The effects of the vacancy-type defects in the graphene sheet (GR) and volume fraction (vf) of the GR on Young’s and shear moduli of polylactic acid (PLA) nanocomposite strengthened by the GR (GR/PLA) are investigated. The molecular dynamic (MD) method is implemented and stress–strain evolutions are extracted to explore elastic constants. The simulations demonstrate that adding the defect-free and defective GR in the PLA leads to a vast improvement in tensile and shear moduli. In every vf of the GR, the defective GR/PLA under tensile loadings compared to the defect-free one can endure smaller stress and deformation at the breaking point. Likewise, the bearable stress of the defective GR/PLA subjected to longitudinal shearing is lower than the maximum stress obtained from the defect-free GR/PLA. In any vf of the GR, as the rate of the defects rises, the defective GR/PLA is capable of withstanding a smaller quantity of ultimate stress.
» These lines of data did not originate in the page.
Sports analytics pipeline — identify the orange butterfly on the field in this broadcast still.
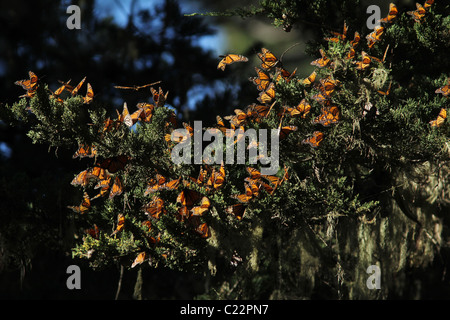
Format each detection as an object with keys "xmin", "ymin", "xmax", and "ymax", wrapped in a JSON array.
[
  {"xmin": 70, "ymin": 169, "xmax": 90, "ymax": 187},
  {"xmin": 324, "ymin": 21, "xmax": 348, "ymax": 43},
  {"xmin": 366, "ymin": 25, "xmax": 384, "ymax": 48},
  {"xmin": 131, "ymin": 252, "xmax": 147, "ymax": 268},
  {"xmin": 249, "ymin": 67, "xmax": 271, "ymax": 91},
  {"xmin": 301, "ymin": 70, "xmax": 317, "ymax": 86},
  {"xmin": 246, "ymin": 167, "xmax": 262, "ymax": 181},
  {"xmin": 87, "ymin": 166, "xmax": 109, "ymax": 181},
  {"xmin": 190, "ymin": 167, "xmax": 208, "ymax": 186},
  {"xmin": 378, "ymin": 81, "xmax": 392, "ymax": 96},
  {"xmin": 67, "ymin": 192, "xmax": 91, "ymax": 214},
  {"xmin": 231, "ymin": 183, "xmax": 254, "ymax": 203},
  {"xmin": 275, "ymin": 67, "xmax": 297, "ymax": 83},
  {"xmin": 302, "ymin": 131, "xmax": 324, "ymax": 148},
  {"xmin": 429, "ymin": 108, "xmax": 447, "ymax": 127},
  {"xmin": 166, "ymin": 122, "xmax": 194, "ymax": 143},
  {"xmin": 284, "ymin": 99, "xmax": 311, "ymax": 118},
  {"xmin": 97, "ymin": 155, "xmax": 129, "ymax": 174},
  {"xmin": 311, "ymin": 49, "xmax": 331, "ymax": 68},
  {"xmin": 160, "ymin": 176, "xmax": 181, "ymax": 191},
  {"xmin": 150, "ymin": 87, "xmax": 169, "ymax": 107},
  {"xmin": 407, "ymin": 3, "xmax": 426, "ymax": 23},
  {"xmin": 15, "ymin": 71, "xmax": 38, "ymax": 91},
  {"xmin": 144, "ymin": 174, "xmax": 167, "ymax": 195},
  {"xmin": 143, "ymin": 197, "xmax": 165, "ymax": 218},
  {"xmin": 191, "ymin": 196, "xmax": 211, "ymax": 216},
  {"xmin": 111, "ymin": 213, "xmax": 125, "ymax": 236},
  {"xmin": 313, "ymin": 106, "xmax": 340, "ymax": 127},
  {"xmin": 350, "ymin": 32, "xmax": 361, "ymax": 48},
  {"xmin": 435, "ymin": 79, "xmax": 449, "ymax": 97},
  {"xmin": 136, "ymin": 103, "xmax": 155, "ymax": 123},
  {"xmin": 257, "ymin": 48, "xmax": 279, "ymax": 70},
  {"xmin": 217, "ymin": 54, "xmax": 248, "ymax": 71},
  {"xmin": 346, "ymin": 48, "xmax": 356, "ymax": 60},
  {"xmin": 257, "ymin": 82, "xmax": 276, "ymax": 104},
  {"xmin": 85, "ymin": 224, "xmax": 99, "ymax": 239},
  {"xmin": 114, "ymin": 80, "xmax": 162, "ymax": 91},
  {"xmin": 246, "ymin": 104, "xmax": 270, "ymax": 121},
  {"xmin": 380, "ymin": 3, "xmax": 398, "ymax": 24},
  {"xmin": 83, "ymin": 83, "xmax": 94, "ymax": 104},
  {"xmin": 109, "ymin": 176, "xmax": 124, "ymax": 199},
  {"xmin": 423, "ymin": 0, "xmax": 434, "ymax": 10},
  {"xmin": 311, "ymin": 92, "xmax": 330, "ymax": 105},
  {"xmin": 195, "ymin": 222, "xmax": 210, "ymax": 238},
  {"xmin": 72, "ymin": 144, "xmax": 96, "ymax": 159},
  {"xmin": 355, "ymin": 51, "xmax": 371, "ymax": 70},
  {"xmin": 278, "ymin": 125, "xmax": 298, "ymax": 140},
  {"xmin": 319, "ymin": 77, "xmax": 340, "ymax": 96},
  {"xmin": 224, "ymin": 109, "xmax": 248, "ymax": 127},
  {"xmin": 71, "ymin": 77, "xmax": 86, "ymax": 96},
  {"xmin": 206, "ymin": 164, "xmax": 225, "ymax": 191},
  {"xmin": 177, "ymin": 189, "xmax": 202, "ymax": 207},
  {"xmin": 227, "ymin": 203, "xmax": 246, "ymax": 220}
]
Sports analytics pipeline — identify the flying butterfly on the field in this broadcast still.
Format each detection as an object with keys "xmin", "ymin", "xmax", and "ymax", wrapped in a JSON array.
[
  {"xmin": 380, "ymin": 3, "xmax": 398, "ymax": 24},
  {"xmin": 429, "ymin": 108, "xmax": 447, "ymax": 127},
  {"xmin": 302, "ymin": 131, "xmax": 324, "ymax": 148},
  {"xmin": 224, "ymin": 109, "xmax": 248, "ymax": 127},
  {"xmin": 324, "ymin": 21, "xmax": 348, "ymax": 43},
  {"xmin": 131, "ymin": 252, "xmax": 147, "ymax": 268},
  {"xmin": 15, "ymin": 71, "xmax": 38, "ymax": 91},
  {"xmin": 114, "ymin": 80, "xmax": 162, "ymax": 91},
  {"xmin": 407, "ymin": 3, "xmax": 426, "ymax": 23},
  {"xmin": 301, "ymin": 70, "xmax": 317, "ymax": 86},
  {"xmin": 217, "ymin": 54, "xmax": 249, "ymax": 71},
  {"xmin": 70, "ymin": 77, "xmax": 86, "ymax": 96},
  {"xmin": 83, "ymin": 83, "xmax": 94, "ymax": 104},
  {"xmin": 67, "ymin": 192, "xmax": 91, "ymax": 214}
]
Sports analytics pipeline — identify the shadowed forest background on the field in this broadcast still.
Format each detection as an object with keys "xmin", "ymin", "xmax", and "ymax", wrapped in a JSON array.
[{"xmin": 0, "ymin": 0, "xmax": 449, "ymax": 299}]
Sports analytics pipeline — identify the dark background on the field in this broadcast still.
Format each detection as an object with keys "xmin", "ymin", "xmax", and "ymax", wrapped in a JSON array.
[{"xmin": 0, "ymin": 0, "xmax": 403, "ymax": 299}]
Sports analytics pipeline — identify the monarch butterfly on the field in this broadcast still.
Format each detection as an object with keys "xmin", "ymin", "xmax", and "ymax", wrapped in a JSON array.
[
  {"xmin": 91, "ymin": 183, "xmax": 110, "ymax": 200},
  {"xmin": 217, "ymin": 54, "xmax": 248, "ymax": 71},
  {"xmin": 302, "ymin": 131, "xmax": 324, "ymax": 148},
  {"xmin": 85, "ymin": 224, "xmax": 99, "ymax": 239},
  {"xmin": 226, "ymin": 203, "xmax": 246, "ymax": 220},
  {"xmin": 109, "ymin": 176, "xmax": 124, "ymax": 199},
  {"xmin": 366, "ymin": 26, "xmax": 384, "ymax": 48},
  {"xmin": 195, "ymin": 222, "xmax": 210, "ymax": 238},
  {"xmin": 87, "ymin": 166, "xmax": 109, "ymax": 181},
  {"xmin": 301, "ymin": 70, "xmax": 317, "ymax": 86},
  {"xmin": 278, "ymin": 125, "xmax": 298, "ymax": 140},
  {"xmin": 257, "ymin": 82, "xmax": 276, "ymax": 104},
  {"xmin": 191, "ymin": 196, "xmax": 211, "ymax": 216},
  {"xmin": 313, "ymin": 106, "xmax": 340, "ymax": 127},
  {"xmin": 430, "ymin": 108, "xmax": 447, "ymax": 127},
  {"xmin": 423, "ymin": 0, "xmax": 434, "ymax": 10},
  {"xmin": 350, "ymin": 32, "xmax": 361, "ymax": 48},
  {"xmin": 150, "ymin": 87, "xmax": 169, "ymax": 107},
  {"xmin": 71, "ymin": 77, "xmax": 86, "ymax": 96},
  {"xmin": 94, "ymin": 176, "xmax": 112, "ymax": 190},
  {"xmin": 259, "ymin": 181, "xmax": 274, "ymax": 195},
  {"xmin": 435, "ymin": 79, "xmax": 449, "ymax": 97},
  {"xmin": 311, "ymin": 92, "xmax": 329, "ymax": 105},
  {"xmin": 407, "ymin": 3, "xmax": 426, "ymax": 23},
  {"xmin": 324, "ymin": 21, "xmax": 348, "ymax": 43},
  {"xmin": 319, "ymin": 78, "xmax": 340, "ymax": 96},
  {"xmin": 231, "ymin": 183, "xmax": 254, "ymax": 203},
  {"xmin": 246, "ymin": 104, "xmax": 270, "ymax": 121},
  {"xmin": 73, "ymin": 143, "xmax": 96, "ymax": 159},
  {"xmin": 143, "ymin": 197, "xmax": 165, "ymax": 218},
  {"xmin": 346, "ymin": 48, "xmax": 356, "ymax": 60},
  {"xmin": 136, "ymin": 103, "xmax": 155, "ymax": 123},
  {"xmin": 246, "ymin": 167, "xmax": 262, "ymax": 181},
  {"xmin": 15, "ymin": 71, "xmax": 38, "ymax": 91},
  {"xmin": 111, "ymin": 213, "xmax": 125, "ymax": 236},
  {"xmin": 224, "ymin": 109, "xmax": 248, "ymax": 127},
  {"xmin": 67, "ymin": 192, "xmax": 91, "ymax": 214},
  {"xmin": 52, "ymin": 83, "xmax": 66, "ymax": 100},
  {"xmin": 83, "ymin": 83, "xmax": 94, "ymax": 104},
  {"xmin": 380, "ymin": 3, "xmax": 398, "ymax": 24},
  {"xmin": 131, "ymin": 252, "xmax": 147, "ymax": 268},
  {"xmin": 206, "ymin": 164, "xmax": 225, "ymax": 191},
  {"xmin": 191, "ymin": 167, "xmax": 208, "ymax": 186},
  {"xmin": 177, "ymin": 189, "xmax": 202, "ymax": 207},
  {"xmin": 97, "ymin": 155, "xmax": 129, "ymax": 174},
  {"xmin": 311, "ymin": 49, "xmax": 331, "ymax": 68},
  {"xmin": 144, "ymin": 174, "xmax": 167, "ymax": 195},
  {"xmin": 378, "ymin": 81, "xmax": 392, "ymax": 96},
  {"xmin": 355, "ymin": 51, "xmax": 371, "ymax": 70},
  {"xmin": 257, "ymin": 48, "xmax": 279, "ymax": 70},
  {"xmin": 275, "ymin": 67, "xmax": 297, "ymax": 83},
  {"xmin": 71, "ymin": 170, "xmax": 90, "ymax": 187},
  {"xmin": 249, "ymin": 67, "xmax": 271, "ymax": 91}
]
However, the variation of the ultimate deformation of defective nanocomposites with the increase of the defect content does not pursue a determined trend, mainly because it is heavily dependent on the distribution pattern and location of defects. Young’s and shear moduli of the GR/PLA experience a downward trend with increasing the degree of the defect. In a desired defect percentage, the stiffness and rigidity of the nanocomposites become larger by choosing a higher GR’s vf. © The Author(s), under exclusive licence to the Korean Fiber Society 2025.